Abstract
The objective of this study was to characterize and compare muscle histopathological findings in 3 different genetic motor neuron disorders. We retrospectively re-assessed muscle biopsy findings in 23 patients with autosomal dominant lower motor neuron disease caused by p.G66V mutation in CHCHD10 (SMAJ), 10 X-linked spinal and bulbar muscular atrophy (SBMA) and 11 autosomal dominant c9orf72-mutated amyotrophic lateral sclerosis (c9ALS) patients. Distinct large fiber type grouping consisting of non-atrophic type IIA muscle fibers were 100% specific for the late-onset spinal muscular atrophies (SMAJ and SBMA) and were never observed in c9ALS. Common, but less specific findings included small groups of highly atrophic rounded type IIA fibers in SMAJ/SBMA, whereas in c9ALS, small group atrophies consisting of small-caliber angular fibers involving both fiber types were more characteristic. We also show that in the 2 slowly progressive motor neuron disorders (SMAJ and SBMA) the initial neurogenic features are often confused with considerable secondary “myopathic” changes at later disease stages, such as rimmed vacuoles, myofibrillar aggregates and numerous fibers reactive for fetal myosin heavy chain (dMyHC) antibodies.
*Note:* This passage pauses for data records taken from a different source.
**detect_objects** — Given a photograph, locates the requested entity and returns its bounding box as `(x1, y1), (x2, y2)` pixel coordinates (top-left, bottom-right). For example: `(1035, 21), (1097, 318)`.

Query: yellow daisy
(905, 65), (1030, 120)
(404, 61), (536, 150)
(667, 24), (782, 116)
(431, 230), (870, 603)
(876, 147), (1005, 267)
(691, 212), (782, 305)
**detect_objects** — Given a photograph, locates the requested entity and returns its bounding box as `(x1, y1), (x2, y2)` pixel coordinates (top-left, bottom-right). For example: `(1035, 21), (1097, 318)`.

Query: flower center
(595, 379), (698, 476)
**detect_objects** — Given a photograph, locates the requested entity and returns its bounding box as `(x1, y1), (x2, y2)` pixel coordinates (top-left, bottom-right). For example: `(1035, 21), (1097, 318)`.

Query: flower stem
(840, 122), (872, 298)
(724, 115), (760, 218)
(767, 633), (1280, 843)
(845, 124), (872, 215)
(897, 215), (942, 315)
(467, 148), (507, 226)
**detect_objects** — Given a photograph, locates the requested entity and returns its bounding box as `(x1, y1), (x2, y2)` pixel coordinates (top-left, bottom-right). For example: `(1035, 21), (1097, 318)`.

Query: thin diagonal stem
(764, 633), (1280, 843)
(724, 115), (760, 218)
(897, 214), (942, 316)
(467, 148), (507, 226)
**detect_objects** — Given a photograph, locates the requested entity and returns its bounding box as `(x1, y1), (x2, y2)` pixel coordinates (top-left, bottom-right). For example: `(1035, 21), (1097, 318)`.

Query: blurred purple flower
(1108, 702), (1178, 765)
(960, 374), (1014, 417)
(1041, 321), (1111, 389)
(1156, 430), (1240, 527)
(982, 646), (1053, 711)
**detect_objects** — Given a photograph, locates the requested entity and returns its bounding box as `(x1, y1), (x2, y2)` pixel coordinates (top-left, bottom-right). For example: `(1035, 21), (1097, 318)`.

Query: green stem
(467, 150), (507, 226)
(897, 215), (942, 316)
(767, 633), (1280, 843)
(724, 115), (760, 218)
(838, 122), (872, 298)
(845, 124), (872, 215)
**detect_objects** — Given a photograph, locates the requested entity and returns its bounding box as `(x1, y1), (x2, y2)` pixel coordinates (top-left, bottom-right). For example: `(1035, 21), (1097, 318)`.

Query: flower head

Based on our findings, muscle biopsy may be valuable in the diagnostic work-up of suspected motor neuron disorders in order to avoid a false ALS diagnosis in patients without clear findings of upper motor neuron lesions.
Highlights
Histopathological analysis of muscle is not required for the diagnosis of amyotrophic lateral sclerosis (ALS) and neurologists rarely perform muscle biopsy on motor neuron disease patients when the diagnosis is not in doubt
We recently described a new slowly progressive type of adult-onset spinal muscular atrophy caused by a c.197G>T p.G66V mutation in CHCHD10 [1] (SMAJ, OMIM #615048)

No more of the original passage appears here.